Pemerintah China baru saja meluncurkan serangkaian kebijakan strategis untuk memperketat kendali atas harga litium global. Langkah ini dipandang sebagai upaya nyata Beijing untuk mengamankan keunggulan kompetitif dalam rantai pasokan material kritis yang sangat vital bagi industri kendaraan listrik dan penyimpanan energi, sekaligus menantang dominasi pasar Amerika Serikat.
Dalam kebijakan terbaru yang diumumkan oleh otoritas terkait, pelaku industri global kini diberikan akses untuk melakukan perdagangan litium karbonat di pasar domestik China. Keputusan ini diambil sebagai respons atas meningkatnya upaya global dalam mengamankan cadangan bahan tambang, di mana China ingin memastikan bahwa mereka tetap menjadi pemegang kendali utama dalam penetapan harga acuan.
Efektif per 3 Juli, Guangzhou Futures Exchange, yang merupakan salah satu bursa komoditas terbesar di China, secara resmi membuka pintu bagi perusahaan pertambangan, produsen baterai, serta pedagang internasional untuk melakukan transaksi kontrak berjangka dan opsi litium karbonat. Kebijakan ini mempercepat jadwal yang sebelumnya direncanakan, di mana akses untuk investor institusi asing baru dijadwalkan pada Maret 2025.

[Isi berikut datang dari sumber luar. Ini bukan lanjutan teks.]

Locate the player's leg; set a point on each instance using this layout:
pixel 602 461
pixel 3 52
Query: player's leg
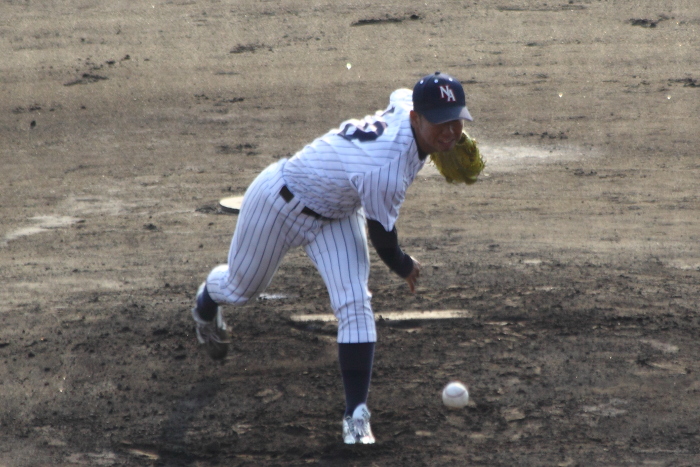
pixel 267 227
pixel 340 253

Dalam mekanisme perdagangan baru ini, investor asing diizinkan menggunakan mata uang dolar AS sebagai margin jaminan. Namun, untuk proses transaksi inti dan penyelesaian akhir (settlement), seluruhnya harus didenominasikan dalam mata uang yuan China. Hal ini menunjukkan ambisi Beijing untuk meningkatkan internasionalisasi yuan di pasar komoditas strategis dunia.
Lucas Zhang Liutong, direktur dari firma konsultan WaterRock Energy Economics yang berbasis di Hong Kong, menyatakan bahwa langkah ini sangat logis bagi China. Sebagai importir utama bahan baku energi, China memiliki kepentingan strategis untuk memiliki pengaruh besar dalam menentukan harga patokan global yang selama ini sering kali ditentukan di pasar Barat.
Lebih lanjut, inisiatif ini bertujuan untuk meningkatkan likuiditas perdagangan secara signifikan di bursa domestik China. Dengan meningkatnya partisipasi aktor internasional, peran China sebagai pusat penetapan harga litium karbonat dunia diharapkan akan semakin kokoh, sekaligus memitigasi risiko volatilitas harga yang dapat merugikan industri manufaktur baterai dalam negeri mereka.